Но корчмарю Ешуа не хотелось, видно, оставаться с Хавой. Он не нуждался в ее прощении.
— Садись и слушай, — повторил он, и Морта обреченно опустилась на стул.
— Ой! — вскрикнула она и быстро поднялась. — Я села на Хавино мест… Хава никому не разрешала садиться на ее место.
— Сиди, сиди, — успокоил ее корчмарь. — Хава никогда не сидела на этом стуле.
— Как не сидела? — выпучила глаза Морта.
— А вот так… Ты еще молода… ты еще всего не знаешь…
— Чего не знаю?
— Не знаешь, например, что Хава на этом стуле никогда не сидела.
— Но я видела собственными глазами… И Семен видел… И Нафтали… и Хаим… Хава сидела здесь, — Морта ткнула в стул. — А вы… вы, господин, напротив…
— Хава напротив меня не сидела.
— А кто же?
— Да разве всех перечислишь? — Ешуа помолчал и добавил — Кто же, Мортяле, сажает напротив себя несчастье. Всегда сажаешь тех, с кем бы ты был счастлив… И так бывает не только за столом… Так бывает, Мортяле, и в постели.
Уши пылали у нее от его слов, и сердце колотилось похлеще, чем от мытья полов или стирки.
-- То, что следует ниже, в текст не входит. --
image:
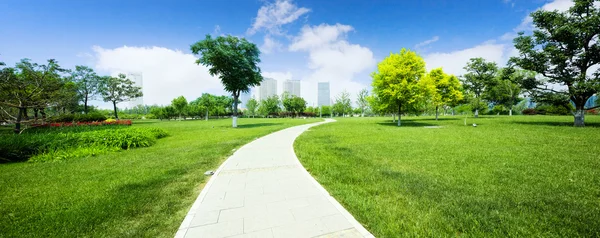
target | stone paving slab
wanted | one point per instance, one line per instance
(262, 190)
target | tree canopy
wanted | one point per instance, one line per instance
(565, 49)
(234, 61)
(396, 81)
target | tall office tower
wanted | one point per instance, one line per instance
(138, 81)
(323, 95)
(292, 87)
(244, 97)
(268, 88)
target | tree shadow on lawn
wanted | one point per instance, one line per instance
(406, 123)
(554, 123)
(258, 125)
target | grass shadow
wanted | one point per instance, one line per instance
(554, 123)
(406, 123)
(258, 125)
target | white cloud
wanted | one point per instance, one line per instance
(272, 16)
(331, 58)
(427, 42)
(166, 73)
(270, 45)
(453, 62)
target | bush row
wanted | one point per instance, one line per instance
(92, 117)
(59, 145)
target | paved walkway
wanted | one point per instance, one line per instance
(262, 190)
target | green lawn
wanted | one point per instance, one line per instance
(520, 176)
(142, 192)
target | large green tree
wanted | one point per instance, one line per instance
(251, 106)
(396, 81)
(479, 77)
(443, 89)
(361, 101)
(234, 61)
(565, 49)
(87, 82)
(118, 89)
(180, 104)
(30, 85)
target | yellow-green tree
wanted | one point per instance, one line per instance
(396, 81)
(443, 89)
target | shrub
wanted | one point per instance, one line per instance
(529, 111)
(58, 144)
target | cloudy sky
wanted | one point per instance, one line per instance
(339, 41)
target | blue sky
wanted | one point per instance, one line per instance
(338, 41)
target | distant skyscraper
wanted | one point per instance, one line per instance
(292, 87)
(138, 81)
(267, 88)
(323, 96)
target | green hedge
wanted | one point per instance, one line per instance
(58, 145)
(79, 118)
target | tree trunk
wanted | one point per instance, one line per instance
(85, 105)
(399, 113)
(579, 117)
(115, 109)
(43, 115)
(235, 98)
(18, 122)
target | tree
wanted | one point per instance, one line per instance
(179, 103)
(362, 101)
(480, 75)
(507, 88)
(443, 89)
(29, 85)
(564, 48)
(234, 61)
(252, 105)
(396, 81)
(87, 84)
(207, 101)
(118, 89)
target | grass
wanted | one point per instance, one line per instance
(520, 176)
(143, 192)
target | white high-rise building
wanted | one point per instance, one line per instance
(267, 88)
(323, 95)
(292, 87)
(138, 80)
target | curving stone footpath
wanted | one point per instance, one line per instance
(262, 190)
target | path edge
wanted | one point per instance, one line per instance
(359, 227)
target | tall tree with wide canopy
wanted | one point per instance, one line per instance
(30, 85)
(118, 89)
(479, 77)
(87, 84)
(234, 61)
(565, 49)
(396, 81)
(443, 89)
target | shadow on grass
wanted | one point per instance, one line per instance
(406, 123)
(258, 125)
(554, 123)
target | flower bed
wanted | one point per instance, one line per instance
(93, 123)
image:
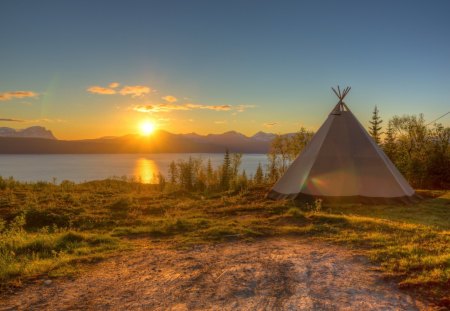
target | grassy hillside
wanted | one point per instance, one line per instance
(55, 229)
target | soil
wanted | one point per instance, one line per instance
(274, 274)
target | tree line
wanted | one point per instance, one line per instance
(420, 151)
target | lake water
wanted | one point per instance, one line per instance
(86, 167)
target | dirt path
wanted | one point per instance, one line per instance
(281, 274)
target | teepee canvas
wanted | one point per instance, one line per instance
(342, 161)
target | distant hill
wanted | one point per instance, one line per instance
(158, 142)
(31, 132)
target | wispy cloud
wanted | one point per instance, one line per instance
(159, 108)
(17, 94)
(270, 124)
(10, 120)
(171, 107)
(170, 99)
(214, 107)
(132, 90)
(135, 90)
(101, 90)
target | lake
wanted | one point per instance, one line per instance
(86, 167)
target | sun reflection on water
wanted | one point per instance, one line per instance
(146, 171)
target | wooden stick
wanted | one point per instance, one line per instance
(334, 91)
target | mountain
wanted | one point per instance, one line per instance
(262, 136)
(31, 132)
(158, 142)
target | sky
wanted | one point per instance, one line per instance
(87, 69)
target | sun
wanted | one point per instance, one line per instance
(147, 127)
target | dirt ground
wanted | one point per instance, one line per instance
(277, 274)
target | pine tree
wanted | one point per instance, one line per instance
(173, 172)
(375, 128)
(389, 145)
(259, 175)
(209, 174)
(225, 178)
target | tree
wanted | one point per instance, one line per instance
(173, 172)
(225, 177)
(375, 128)
(259, 175)
(389, 145)
(236, 160)
(272, 168)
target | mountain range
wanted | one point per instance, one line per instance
(38, 140)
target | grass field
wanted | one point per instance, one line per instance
(56, 230)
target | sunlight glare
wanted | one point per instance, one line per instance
(147, 127)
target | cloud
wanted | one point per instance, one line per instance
(135, 90)
(101, 90)
(170, 99)
(168, 107)
(216, 107)
(242, 108)
(159, 108)
(270, 124)
(11, 120)
(17, 94)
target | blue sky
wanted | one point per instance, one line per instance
(230, 65)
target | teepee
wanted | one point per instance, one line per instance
(343, 162)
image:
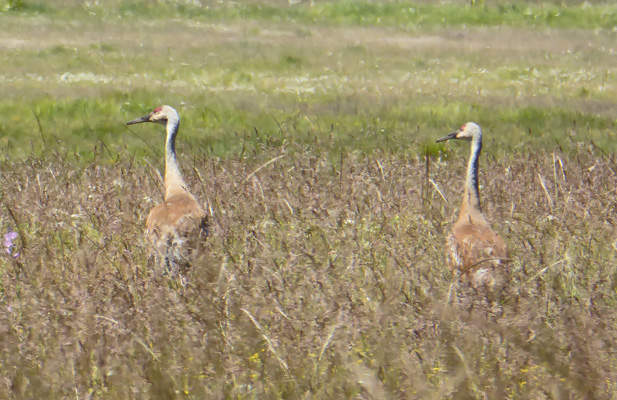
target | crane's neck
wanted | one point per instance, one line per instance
(471, 196)
(174, 183)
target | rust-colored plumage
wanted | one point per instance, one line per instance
(474, 249)
(176, 226)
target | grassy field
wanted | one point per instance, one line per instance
(308, 132)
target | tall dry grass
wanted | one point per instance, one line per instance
(324, 279)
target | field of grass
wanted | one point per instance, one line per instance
(308, 132)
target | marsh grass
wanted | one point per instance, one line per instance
(305, 131)
(323, 280)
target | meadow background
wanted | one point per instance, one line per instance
(308, 132)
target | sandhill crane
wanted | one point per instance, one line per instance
(474, 249)
(175, 226)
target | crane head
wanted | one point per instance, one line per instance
(468, 132)
(160, 115)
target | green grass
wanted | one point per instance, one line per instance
(304, 130)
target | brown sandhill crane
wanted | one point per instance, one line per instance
(474, 249)
(176, 226)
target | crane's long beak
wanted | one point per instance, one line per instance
(139, 120)
(450, 136)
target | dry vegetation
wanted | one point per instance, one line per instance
(304, 130)
(323, 280)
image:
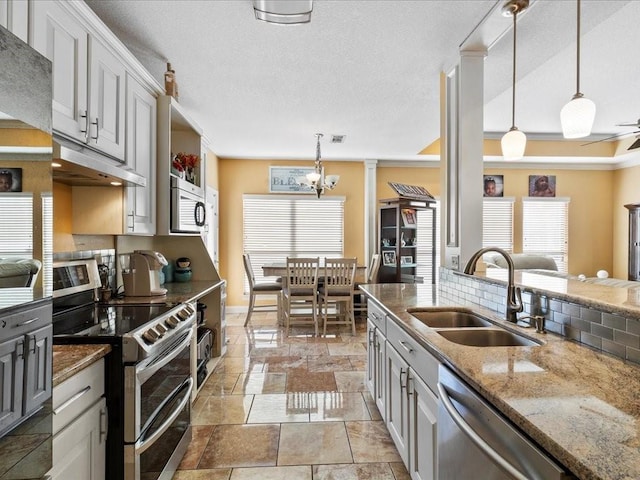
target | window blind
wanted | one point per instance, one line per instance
(426, 246)
(497, 222)
(545, 228)
(275, 227)
(16, 218)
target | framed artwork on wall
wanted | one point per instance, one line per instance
(493, 186)
(542, 185)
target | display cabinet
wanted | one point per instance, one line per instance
(399, 244)
(634, 241)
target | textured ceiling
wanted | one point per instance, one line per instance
(370, 70)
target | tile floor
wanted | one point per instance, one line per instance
(293, 408)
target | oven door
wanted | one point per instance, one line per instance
(158, 411)
(188, 211)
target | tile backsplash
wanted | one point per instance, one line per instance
(607, 331)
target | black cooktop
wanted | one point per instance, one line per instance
(101, 320)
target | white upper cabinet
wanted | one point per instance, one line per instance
(88, 80)
(14, 16)
(140, 202)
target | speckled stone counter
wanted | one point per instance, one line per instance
(176, 293)
(580, 405)
(71, 359)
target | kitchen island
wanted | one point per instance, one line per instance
(580, 405)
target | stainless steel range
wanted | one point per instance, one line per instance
(148, 372)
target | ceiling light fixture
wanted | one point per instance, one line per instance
(514, 141)
(316, 180)
(578, 115)
(283, 12)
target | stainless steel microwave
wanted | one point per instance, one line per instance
(188, 212)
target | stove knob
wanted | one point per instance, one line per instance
(171, 322)
(150, 336)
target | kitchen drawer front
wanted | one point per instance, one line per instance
(422, 362)
(377, 316)
(27, 321)
(73, 396)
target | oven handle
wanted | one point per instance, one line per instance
(144, 443)
(146, 370)
(474, 437)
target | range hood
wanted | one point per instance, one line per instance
(83, 166)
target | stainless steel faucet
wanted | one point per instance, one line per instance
(514, 295)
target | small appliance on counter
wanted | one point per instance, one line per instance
(141, 273)
(182, 272)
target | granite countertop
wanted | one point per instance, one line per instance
(70, 359)
(580, 405)
(176, 293)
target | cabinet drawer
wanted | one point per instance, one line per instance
(73, 396)
(424, 364)
(377, 316)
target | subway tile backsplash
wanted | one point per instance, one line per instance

— Разве ты спишь с Семеном? — спросил корчмарь. — Никогда не поверю… Никогда… Ты спишь, Мортяле, с Антанасом… с Юозасом… с Йонасом… но только не с моим сыном… Просто тех… твоих… либо в Сибирь угнали, либо они, дурни, с другими спят. Чего ты стоишь? Садись, садись, не стесняйся.
— Я постою, господин.
— Постой… Только ради бога, перестань меня называть господином.
— Хорошо, хозяин.
— И хозяином не называй…
— Хорошо.
Она была согласна на все, лишь бы скорей уйти. Прежнее ласковое «Мортяле, Мортяле» хлестало ее, как кнутом, а намеки на Семенову постель не смолкали в мозгу ни на минуту. Ощущение было такое, будто ее всю с ног до головы измазали дегтем, и вот он, этот деготь, каплет на пол с ее подола, стекает по ногам и намертво приваривает их, к половицам.
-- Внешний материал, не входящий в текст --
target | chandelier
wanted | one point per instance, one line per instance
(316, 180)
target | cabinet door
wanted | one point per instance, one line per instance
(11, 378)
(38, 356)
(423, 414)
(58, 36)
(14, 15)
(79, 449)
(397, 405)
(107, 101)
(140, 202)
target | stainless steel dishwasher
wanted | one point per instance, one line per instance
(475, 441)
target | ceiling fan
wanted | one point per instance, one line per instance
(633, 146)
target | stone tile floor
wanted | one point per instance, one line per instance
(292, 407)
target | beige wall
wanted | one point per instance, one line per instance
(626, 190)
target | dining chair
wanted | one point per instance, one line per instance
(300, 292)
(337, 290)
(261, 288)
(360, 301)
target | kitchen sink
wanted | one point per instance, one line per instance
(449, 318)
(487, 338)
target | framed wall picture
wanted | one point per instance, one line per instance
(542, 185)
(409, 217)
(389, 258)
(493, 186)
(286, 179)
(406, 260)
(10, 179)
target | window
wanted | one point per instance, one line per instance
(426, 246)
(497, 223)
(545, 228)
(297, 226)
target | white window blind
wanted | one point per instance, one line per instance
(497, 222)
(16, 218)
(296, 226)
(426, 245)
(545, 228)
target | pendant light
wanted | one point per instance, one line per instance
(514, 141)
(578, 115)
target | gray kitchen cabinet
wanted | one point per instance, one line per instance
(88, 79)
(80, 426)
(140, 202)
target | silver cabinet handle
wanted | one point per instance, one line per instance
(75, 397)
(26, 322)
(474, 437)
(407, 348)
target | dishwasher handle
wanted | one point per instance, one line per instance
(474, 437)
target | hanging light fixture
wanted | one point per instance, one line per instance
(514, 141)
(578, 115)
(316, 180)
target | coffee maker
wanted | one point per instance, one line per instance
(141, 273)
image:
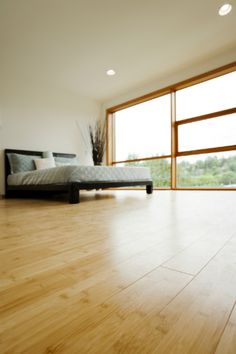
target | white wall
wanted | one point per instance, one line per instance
(186, 72)
(36, 117)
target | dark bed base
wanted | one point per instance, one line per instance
(72, 188)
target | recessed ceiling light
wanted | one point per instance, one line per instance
(111, 72)
(225, 9)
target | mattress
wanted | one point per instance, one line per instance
(66, 174)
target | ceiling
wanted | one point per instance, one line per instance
(71, 43)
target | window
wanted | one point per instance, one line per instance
(143, 130)
(207, 170)
(186, 135)
(208, 133)
(209, 96)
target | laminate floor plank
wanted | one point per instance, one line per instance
(121, 272)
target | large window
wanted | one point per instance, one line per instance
(187, 136)
(143, 130)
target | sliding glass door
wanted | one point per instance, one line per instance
(187, 136)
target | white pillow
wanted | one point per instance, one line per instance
(42, 164)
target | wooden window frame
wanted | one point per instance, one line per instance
(110, 154)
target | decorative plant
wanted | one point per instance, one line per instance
(98, 141)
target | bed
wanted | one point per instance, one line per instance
(70, 179)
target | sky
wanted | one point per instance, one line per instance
(144, 129)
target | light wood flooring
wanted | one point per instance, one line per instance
(121, 272)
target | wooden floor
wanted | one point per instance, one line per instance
(121, 272)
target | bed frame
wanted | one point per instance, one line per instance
(72, 188)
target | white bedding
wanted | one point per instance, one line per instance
(65, 174)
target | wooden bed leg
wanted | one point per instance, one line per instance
(74, 197)
(149, 188)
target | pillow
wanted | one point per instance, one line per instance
(66, 161)
(21, 163)
(47, 154)
(42, 164)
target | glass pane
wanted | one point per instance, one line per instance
(208, 170)
(143, 130)
(209, 96)
(208, 133)
(160, 171)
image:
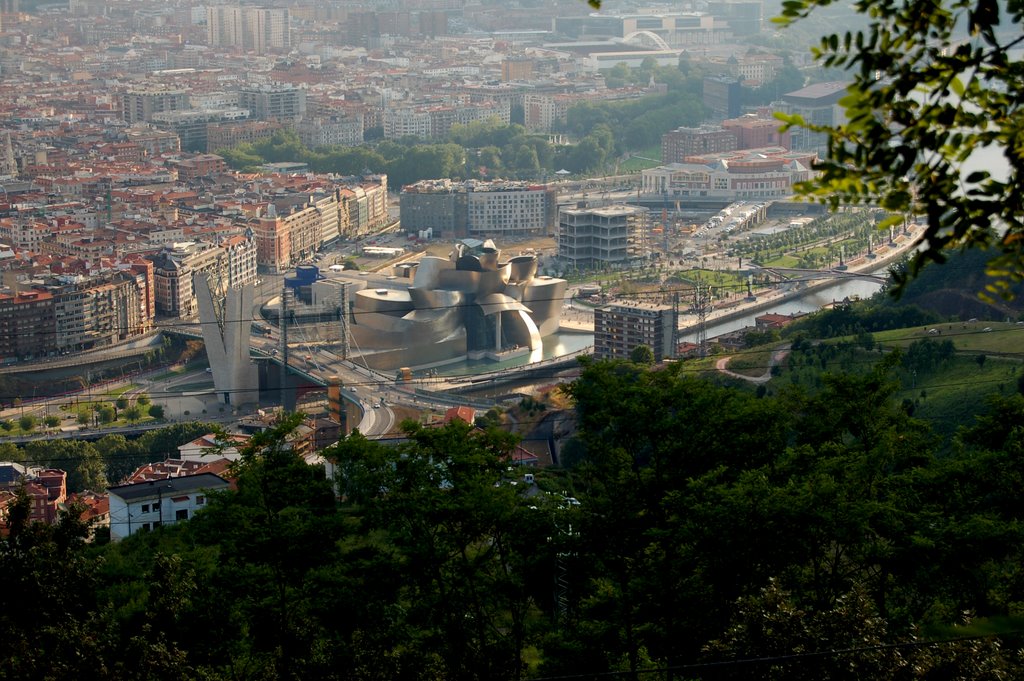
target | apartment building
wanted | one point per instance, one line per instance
(508, 209)
(141, 104)
(27, 326)
(283, 102)
(621, 328)
(330, 131)
(590, 238)
(473, 208)
(681, 142)
(228, 264)
(225, 135)
(754, 131)
(257, 30)
(192, 126)
(723, 95)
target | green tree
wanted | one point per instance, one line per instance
(280, 529)
(932, 86)
(48, 609)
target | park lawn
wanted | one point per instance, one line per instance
(712, 278)
(1005, 338)
(783, 261)
(754, 362)
(173, 373)
(635, 164)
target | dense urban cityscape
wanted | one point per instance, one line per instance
(408, 299)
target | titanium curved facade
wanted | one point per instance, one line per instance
(470, 304)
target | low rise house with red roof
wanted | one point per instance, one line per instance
(145, 506)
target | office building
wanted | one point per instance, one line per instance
(722, 94)
(818, 104)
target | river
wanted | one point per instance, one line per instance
(809, 302)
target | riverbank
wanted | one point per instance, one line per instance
(767, 298)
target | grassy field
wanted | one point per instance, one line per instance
(1005, 338)
(642, 160)
(950, 396)
(751, 363)
(711, 278)
(783, 261)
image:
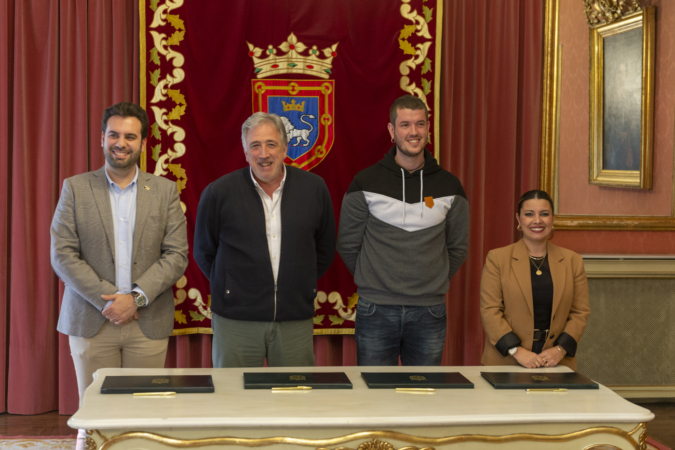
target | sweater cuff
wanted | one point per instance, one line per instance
(568, 343)
(509, 340)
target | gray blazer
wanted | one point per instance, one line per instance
(83, 252)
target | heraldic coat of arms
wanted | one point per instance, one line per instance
(305, 106)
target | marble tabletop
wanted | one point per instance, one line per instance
(231, 406)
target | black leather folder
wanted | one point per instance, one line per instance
(315, 380)
(437, 380)
(180, 384)
(538, 380)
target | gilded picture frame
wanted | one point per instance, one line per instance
(548, 181)
(622, 102)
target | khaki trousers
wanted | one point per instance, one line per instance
(242, 343)
(115, 346)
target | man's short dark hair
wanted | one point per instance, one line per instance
(127, 109)
(407, 102)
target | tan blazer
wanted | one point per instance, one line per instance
(83, 252)
(506, 299)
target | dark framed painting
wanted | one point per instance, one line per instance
(622, 102)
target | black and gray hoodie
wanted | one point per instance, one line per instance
(404, 235)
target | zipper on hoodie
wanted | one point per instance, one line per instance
(275, 301)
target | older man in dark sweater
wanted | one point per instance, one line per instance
(264, 235)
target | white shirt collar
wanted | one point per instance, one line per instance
(105, 169)
(255, 182)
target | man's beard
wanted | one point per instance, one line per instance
(401, 148)
(123, 165)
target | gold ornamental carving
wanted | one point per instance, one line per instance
(603, 12)
(376, 445)
(376, 439)
(90, 444)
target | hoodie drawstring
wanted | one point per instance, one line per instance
(403, 202)
(421, 194)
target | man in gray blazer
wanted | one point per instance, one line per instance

— Я пойду, — сказала Морта.
— А куда тебе спешить? — остановил ее Ешуа.
Какую причину ни придумаешь, он все равно меня не отпустит, мелькнуло у Морты. Скотина подождет, в корчме ни души, а про Семена лучше не заикаться.
И вдруг ее осенило.
Превозмогая стыд, она выпалила:
— Мне… по нужде…
— Ладно, — сдался Ешуа. — Иди.
И Морта вылетела из комнаты.
Корчмарь Ешуа встал со скамейки, подошел к окну и уставился во двор.
У конуры цепью играла собака.
Старая гусыня чистила клювом перья.
Ободранный петух покрыл курицу и, скакнув наземь и расправив крылья, победоносно закукарекал.
Морты нигде не было видно. Нужник снаружи был закрыт щепкой, и Ешуа отошел от окна.
Пока Ешуа и Семен, поминая Хаву, сиднем сидели дома, Морта сбегала к ксендзу на исповедь — перед кем-то надо было излить наболевшую душу.
Ксендз Аницетас рассеянно слушал ее, шелестел в исповедальне сутаной, прикладывал к окошечку свое большое розовое ухо, и Мортины слова как бы отскакивали от него, как от створки ракушки, возвращались к ней и жалили, больней, чем прежде. Самое большое ухо на свете, и то, наверно, не вместило бы ее боль и смятение, ее бессвязную и бесхитростную исповедь с неизбежными вздохами и умолчаниями — разве признаешься отцу святому во всех своих грехах — сущих и не сущих?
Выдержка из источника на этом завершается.